Approaching A Mix
Is Your Mix Letting You Down? This 6-part course takes the guesswork out of the mixing process directing your attention straight to the essentials of a professional mix.
The insights you’ll learn here will guarantee that you maintain audio quality throughout the process and produce better sounding mixes and masters that sound more dynamic, engaging and emotionally powerful.
Produce Better Sounding Mixes And Masters That Sound More Dynamic, Engaging And Emotionally Powerful
This course looks at 6 fundamental mix areas you should be focused on throughout the production process no matter what DAW you use.
By focusing on these areas when approaching a mix you will develop a more effective workflow leading to a better more consistent mix every time.
- One hour of professional video instruction
- Learn at your own pace, watch as many times as you need to learn the lessons
- 6 indepth videos each focused on integral elements of every mix
Areas of Study
- Gain-staging – optimising the signal flow in your mix, reducing distortion and preserving dynamic range.
- Phase – dealing with offset issues as well as effects and creative use.
- Panning – Giving separation and focus to elements in the mix plus some creative tips & tricks.
- Stereo Width and Depth – Enhancing the left to right and front to back image to create better stereophonic mixes.
- Meters – Using tools to help us visually read our mix, measuring actual loudness as we hear it and the various standards used in metering tools.
About Your Tutor
Alan Gleeson is a musician with 20 years professional experience working in all areas of audio production.
His interest in electroacoustic music, live performance and the science of sound give him a unique and profound perspective on sound creation and music production, knowledge that he is passionate about both sharing as an educator and developing as an evolving sound artist.
Technical skill with an experimental approach to sound.
► Gain Staging
In this video we will discuss gain staging, and why gain staging is important.
If you ever find yourself asking questions like;
- What level should my master channel be peaking at, and how do I set that up and maintain it?
- Why don’t my mixes sound like the Pros?
- Why does working ITB sound so different to working with hardware?

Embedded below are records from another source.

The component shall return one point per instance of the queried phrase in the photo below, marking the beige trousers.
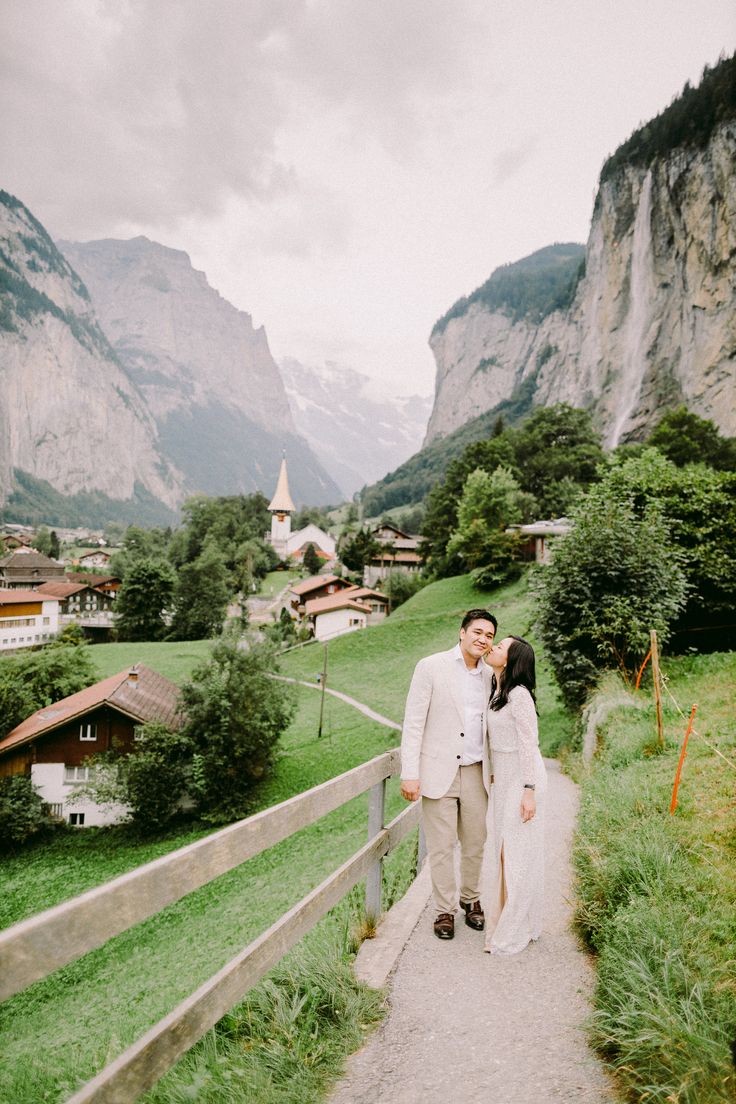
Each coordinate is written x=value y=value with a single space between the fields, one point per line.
x=458 y=815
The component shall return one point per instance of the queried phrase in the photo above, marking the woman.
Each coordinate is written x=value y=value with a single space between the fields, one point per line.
x=514 y=848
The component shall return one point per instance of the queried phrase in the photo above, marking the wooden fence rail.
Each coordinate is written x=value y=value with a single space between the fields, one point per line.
x=35 y=947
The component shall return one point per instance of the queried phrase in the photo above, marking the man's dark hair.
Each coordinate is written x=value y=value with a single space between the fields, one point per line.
x=479 y=615
x=520 y=672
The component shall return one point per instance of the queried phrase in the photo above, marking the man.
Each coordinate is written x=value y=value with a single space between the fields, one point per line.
x=445 y=762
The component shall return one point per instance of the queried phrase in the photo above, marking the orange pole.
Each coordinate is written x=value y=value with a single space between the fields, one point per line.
x=673 y=803
x=641 y=669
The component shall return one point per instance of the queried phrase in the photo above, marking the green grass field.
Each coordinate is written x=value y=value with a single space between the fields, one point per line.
x=92 y=1009
x=658 y=892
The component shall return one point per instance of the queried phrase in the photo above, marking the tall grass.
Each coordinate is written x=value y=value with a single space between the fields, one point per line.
x=658 y=895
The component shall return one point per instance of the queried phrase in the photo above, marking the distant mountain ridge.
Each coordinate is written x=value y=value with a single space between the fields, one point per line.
x=646 y=319
x=206 y=374
x=358 y=436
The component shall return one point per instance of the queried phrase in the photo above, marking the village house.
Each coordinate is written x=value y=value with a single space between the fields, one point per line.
x=96 y=559
x=336 y=614
x=11 y=541
x=108 y=584
x=316 y=586
x=535 y=539
x=28 y=569
x=53 y=744
x=27 y=618
x=376 y=602
x=85 y=605
x=398 y=552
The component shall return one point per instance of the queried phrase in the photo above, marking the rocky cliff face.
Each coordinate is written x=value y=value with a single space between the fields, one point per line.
x=206 y=374
x=358 y=435
x=70 y=413
x=652 y=321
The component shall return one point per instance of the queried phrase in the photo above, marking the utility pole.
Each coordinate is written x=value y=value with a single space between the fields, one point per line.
x=322 y=685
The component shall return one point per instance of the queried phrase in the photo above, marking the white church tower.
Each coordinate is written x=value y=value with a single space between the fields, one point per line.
x=281 y=508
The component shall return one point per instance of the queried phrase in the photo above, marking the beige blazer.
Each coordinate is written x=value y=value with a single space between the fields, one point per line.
x=434 y=719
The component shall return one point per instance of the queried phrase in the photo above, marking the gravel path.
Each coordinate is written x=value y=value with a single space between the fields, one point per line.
x=468 y=1027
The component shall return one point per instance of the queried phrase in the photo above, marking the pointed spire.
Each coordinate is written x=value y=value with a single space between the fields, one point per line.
x=281 y=501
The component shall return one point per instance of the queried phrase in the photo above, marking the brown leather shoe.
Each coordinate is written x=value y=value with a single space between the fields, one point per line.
x=445 y=925
x=475 y=915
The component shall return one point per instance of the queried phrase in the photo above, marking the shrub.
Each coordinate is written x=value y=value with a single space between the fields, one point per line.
x=21 y=809
x=236 y=714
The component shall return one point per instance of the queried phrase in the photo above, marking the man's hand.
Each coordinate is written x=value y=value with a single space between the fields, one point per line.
x=411 y=789
x=528 y=805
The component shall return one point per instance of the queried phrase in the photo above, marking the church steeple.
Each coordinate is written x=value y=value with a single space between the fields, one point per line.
x=281 y=501
x=281 y=508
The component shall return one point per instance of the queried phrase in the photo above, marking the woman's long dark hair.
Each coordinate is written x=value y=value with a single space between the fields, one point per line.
x=520 y=672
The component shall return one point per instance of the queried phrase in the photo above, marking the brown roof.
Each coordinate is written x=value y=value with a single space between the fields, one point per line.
x=13 y=597
x=61 y=588
x=315 y=582
x=343 y=601
x=28 y=558
x=151 y=698
x=365 y=592
x=89 y=579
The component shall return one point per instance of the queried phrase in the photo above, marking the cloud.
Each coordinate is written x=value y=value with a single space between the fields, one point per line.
x=148 y=113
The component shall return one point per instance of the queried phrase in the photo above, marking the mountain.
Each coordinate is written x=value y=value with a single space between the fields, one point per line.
x=644 y=318
x=72 y=421
x=356 y=434
x=205 y=373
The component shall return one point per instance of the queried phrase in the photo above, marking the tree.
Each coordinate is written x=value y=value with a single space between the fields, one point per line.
x=156 y=775
x=489 y=503
x=557 y=452
x=312 y=562
x=145 y=600
x=685 y=438
x=699 y=505
x=614 y=577
x=201 y=596
x=39 y=678
x=21 y=809
x=236 y=714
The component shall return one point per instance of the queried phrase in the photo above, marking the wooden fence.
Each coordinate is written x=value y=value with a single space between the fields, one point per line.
x=36 y=946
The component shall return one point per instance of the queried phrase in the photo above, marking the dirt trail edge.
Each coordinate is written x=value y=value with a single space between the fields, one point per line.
x=469 y=1027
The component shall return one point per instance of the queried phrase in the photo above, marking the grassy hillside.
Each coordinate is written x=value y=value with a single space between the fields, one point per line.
x=91 y=1009
x=658 y=892
x=376 y=666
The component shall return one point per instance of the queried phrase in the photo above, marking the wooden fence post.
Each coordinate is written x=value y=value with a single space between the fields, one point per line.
x=422 y=848
x=322 y=688
x=658 y=688
x=376 y=808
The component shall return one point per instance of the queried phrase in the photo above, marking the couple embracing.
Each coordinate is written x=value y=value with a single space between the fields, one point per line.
x=470 y=753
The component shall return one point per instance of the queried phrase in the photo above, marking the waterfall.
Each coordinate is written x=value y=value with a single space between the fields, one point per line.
x=637 y=328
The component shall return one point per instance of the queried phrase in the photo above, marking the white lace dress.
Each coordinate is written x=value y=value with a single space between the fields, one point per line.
x=513 y=880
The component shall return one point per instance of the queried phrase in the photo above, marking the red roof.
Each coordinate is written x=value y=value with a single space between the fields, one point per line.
x=61 y=590
x=326 y=605
x=16 y=597
x=365 y=592
x=150 y=698
x=316 y=583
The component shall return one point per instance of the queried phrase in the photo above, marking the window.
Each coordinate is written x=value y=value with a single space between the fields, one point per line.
x=76 y=773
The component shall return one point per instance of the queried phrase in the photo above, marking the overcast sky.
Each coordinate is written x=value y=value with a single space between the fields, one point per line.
x=343 y=170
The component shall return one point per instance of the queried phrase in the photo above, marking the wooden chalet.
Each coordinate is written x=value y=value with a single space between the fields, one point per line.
x=27 y=569
x=52 y=744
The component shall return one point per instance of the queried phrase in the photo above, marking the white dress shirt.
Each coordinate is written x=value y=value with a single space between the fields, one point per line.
x=473 y=697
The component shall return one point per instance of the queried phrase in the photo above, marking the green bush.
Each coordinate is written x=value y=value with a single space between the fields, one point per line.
x=236 y=713
x=21 y=809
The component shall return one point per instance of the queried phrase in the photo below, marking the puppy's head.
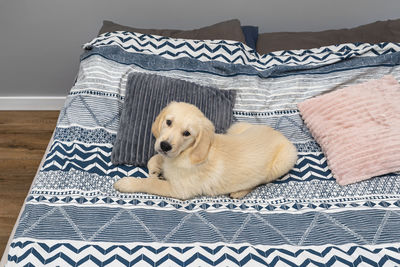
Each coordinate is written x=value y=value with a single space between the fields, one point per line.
x=182 y=128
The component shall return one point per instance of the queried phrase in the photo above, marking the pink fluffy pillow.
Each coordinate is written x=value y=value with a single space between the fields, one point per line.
x=358 y=129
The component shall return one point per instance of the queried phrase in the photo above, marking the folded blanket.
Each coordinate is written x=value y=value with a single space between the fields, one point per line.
x=358 y=128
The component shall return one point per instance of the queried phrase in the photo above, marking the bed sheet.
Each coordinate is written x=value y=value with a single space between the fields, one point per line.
x=74 y=217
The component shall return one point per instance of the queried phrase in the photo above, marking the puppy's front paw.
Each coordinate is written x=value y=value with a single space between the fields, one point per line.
x=125 y=185
x=239 y=194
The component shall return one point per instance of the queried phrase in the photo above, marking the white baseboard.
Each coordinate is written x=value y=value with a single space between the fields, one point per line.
x=32 y=102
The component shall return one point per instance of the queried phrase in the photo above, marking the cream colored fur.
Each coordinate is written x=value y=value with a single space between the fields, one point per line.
x=205 y=163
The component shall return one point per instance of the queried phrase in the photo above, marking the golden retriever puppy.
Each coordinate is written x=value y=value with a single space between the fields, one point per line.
x=193 y=160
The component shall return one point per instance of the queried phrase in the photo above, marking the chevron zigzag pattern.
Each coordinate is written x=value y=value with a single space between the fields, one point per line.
x=233 y=52
x=96 y=159
x=67 y=254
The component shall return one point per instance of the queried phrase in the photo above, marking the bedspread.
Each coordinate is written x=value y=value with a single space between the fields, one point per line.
x=74 y=217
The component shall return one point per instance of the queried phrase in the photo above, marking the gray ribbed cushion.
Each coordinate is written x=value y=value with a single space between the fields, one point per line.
x=146 y=96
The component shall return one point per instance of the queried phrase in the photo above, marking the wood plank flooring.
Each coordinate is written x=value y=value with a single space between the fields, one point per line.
x=24 y=136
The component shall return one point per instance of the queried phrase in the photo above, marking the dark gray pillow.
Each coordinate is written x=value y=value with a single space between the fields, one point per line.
x=379 y=31
x=146 y=96
x=226 y=30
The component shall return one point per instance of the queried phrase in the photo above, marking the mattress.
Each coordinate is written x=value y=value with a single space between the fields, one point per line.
x=73 y=217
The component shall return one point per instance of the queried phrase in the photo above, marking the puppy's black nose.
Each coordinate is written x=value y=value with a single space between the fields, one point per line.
x=165 y=146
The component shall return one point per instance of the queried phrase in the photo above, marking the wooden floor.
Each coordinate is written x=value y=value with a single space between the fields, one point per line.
x=24 y=136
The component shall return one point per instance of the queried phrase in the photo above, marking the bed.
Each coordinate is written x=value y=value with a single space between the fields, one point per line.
x=73 y=217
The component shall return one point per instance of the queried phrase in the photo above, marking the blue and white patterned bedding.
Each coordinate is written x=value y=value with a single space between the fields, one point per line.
x=74 y=217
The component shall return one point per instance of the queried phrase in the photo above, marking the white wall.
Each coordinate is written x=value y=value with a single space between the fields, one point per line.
x=40 y=40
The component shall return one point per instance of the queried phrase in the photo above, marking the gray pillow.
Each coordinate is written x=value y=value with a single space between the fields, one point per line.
x=379 y=31
x=226 y=30
x=146 y=96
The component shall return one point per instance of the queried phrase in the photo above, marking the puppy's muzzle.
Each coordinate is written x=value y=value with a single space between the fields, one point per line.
x=165 y=146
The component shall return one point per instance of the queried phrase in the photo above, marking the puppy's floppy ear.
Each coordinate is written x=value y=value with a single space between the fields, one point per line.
x=156 y=127
x=200 y=149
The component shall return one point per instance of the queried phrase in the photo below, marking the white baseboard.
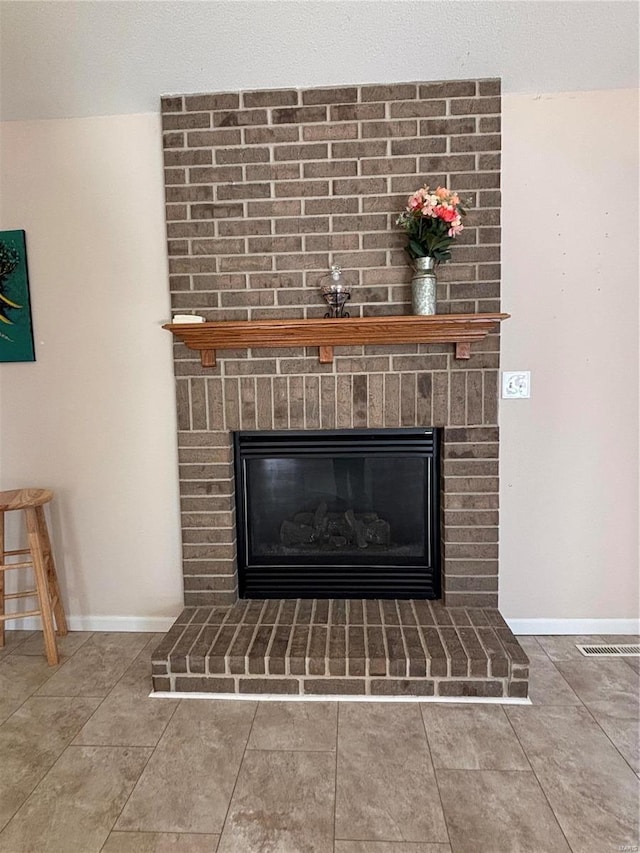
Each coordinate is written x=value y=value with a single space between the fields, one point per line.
x=573 y=626
x=332 y=697
x=142 y=624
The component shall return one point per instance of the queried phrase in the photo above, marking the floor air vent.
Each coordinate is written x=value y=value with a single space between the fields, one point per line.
x=610 y=651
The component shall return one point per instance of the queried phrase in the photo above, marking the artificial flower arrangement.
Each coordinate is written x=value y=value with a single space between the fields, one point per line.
x=432 y=221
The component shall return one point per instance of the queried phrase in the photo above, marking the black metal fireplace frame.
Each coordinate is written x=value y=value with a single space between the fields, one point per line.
x=345 y=581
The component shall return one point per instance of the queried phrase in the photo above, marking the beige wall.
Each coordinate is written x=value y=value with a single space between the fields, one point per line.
x=94 y=417
x=569 y=458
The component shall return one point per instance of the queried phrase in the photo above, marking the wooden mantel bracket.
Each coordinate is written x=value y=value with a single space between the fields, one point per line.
x=460 y=329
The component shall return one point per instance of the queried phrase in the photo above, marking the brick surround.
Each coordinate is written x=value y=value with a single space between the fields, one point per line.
x=265 y=190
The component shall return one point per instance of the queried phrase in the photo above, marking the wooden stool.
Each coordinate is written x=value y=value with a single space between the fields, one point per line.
x=47 y=591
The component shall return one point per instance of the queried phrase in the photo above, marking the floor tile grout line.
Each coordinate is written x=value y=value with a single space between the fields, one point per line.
x=584 y=705
x=435 y=777
x=233 y=790
x=50 y=769
x=153 y=749
x=596 y=721
x=151 y=754
x=103 y=699
x=540 y=785
x=33 y=692
x=144 y=767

A major influence on the answer to all those questions is Gain-Staging, setting up your mix so that no overloading, distortion or clipping occurs, that you are not introducing unnecessary noise into your signal path you have plenty of headroom for those occasion peaks that the meters don’t catch and intersample peaks.
In the video we are going to talk about phase and what we must consider when creating a mix.
Phase is the timing relationship between the left and right channel signals.
In the creation of a mix there are various processes, intentional and otherwise that will alter the phase or timing relationship between the left and right channels of our mix. We can manipulate phase to create stereophonic mixes but there are also situations that will cause the stereo signal to become out of phase or phase shifted resulting in signal colouration or even phase inversion resulting in phase cancelation and level attenuation.
► Panning Part 1
The next 2 videos will focus on the use of the pan control and placing sounds in the stereo field.
Panning can make a mix sound bigger, wider, clearer and even enhance it’s mood and emotional impact.
How we ear is a combination of many cues but the main ones are timing and amplitude. Offsets in these 2 parameters is what allows us to localise a sound.
The pan control deals with one of these controls, amplitude. But the pan control doesn’t just turn one channel down as you move the pan control to one side. Depending on what DAW you have different “pan laws” are applied, sometimes with options to change them. There are also creative applications and we will explore these too.
► Panning Part 2
In this video we continue our exploration and use of pan. We will look at some tricks to help you get some creative results.
► Stereo Image
Stereo image or stereo width setup is part of the production process that deals with the relationship of sounds in the stereophonic field from left to right. Sometimes we work with single stereo sounds that are spread across the entire stereo field, we can also adjust this width for contrast or effect, at other times it’s the interplay between monophonic sources spread from left to right as in in the drums in the previous video, to create a balanced mix in terms of frequency and amplitude.
Creating a mix that is super wide is not always the goal, certain genres and tempos require a more mono-focused approached which is part of what we’ll discover.
Depth in a mix refers to the front to back relationship between sounds and elements in the mix. Mixes that have depth are said to be spacious and this is often connected to the use of reverb; sounds that have more reverb sound further back or more distant, sounds that are dryer are closers and more upfront.
When approaching depth in your mix, it helps to listen and think about how sounds work in the real world. What makes something sound distant vs. what makes something sound close? In general 2 things, frequency content and ambience or reverb. A sound that is further away will have more reverb and its high and low frequency content will be attenuated.
When working on creating an engaging stereo sound field we can go for realism, hyperrealism or whatever works for the track. It’s all about balance.
In a previous video we looked at and discussed phase meters, this video is about level meters, the various types you are likely to come across and their advantages and disadvantages. Meters aren’t just there to tell you if something is clipping. You will see here that meters can tell you a lot more. Used correctly they help support what your ears are telling you, or not telling you and help you create better balanced mixes.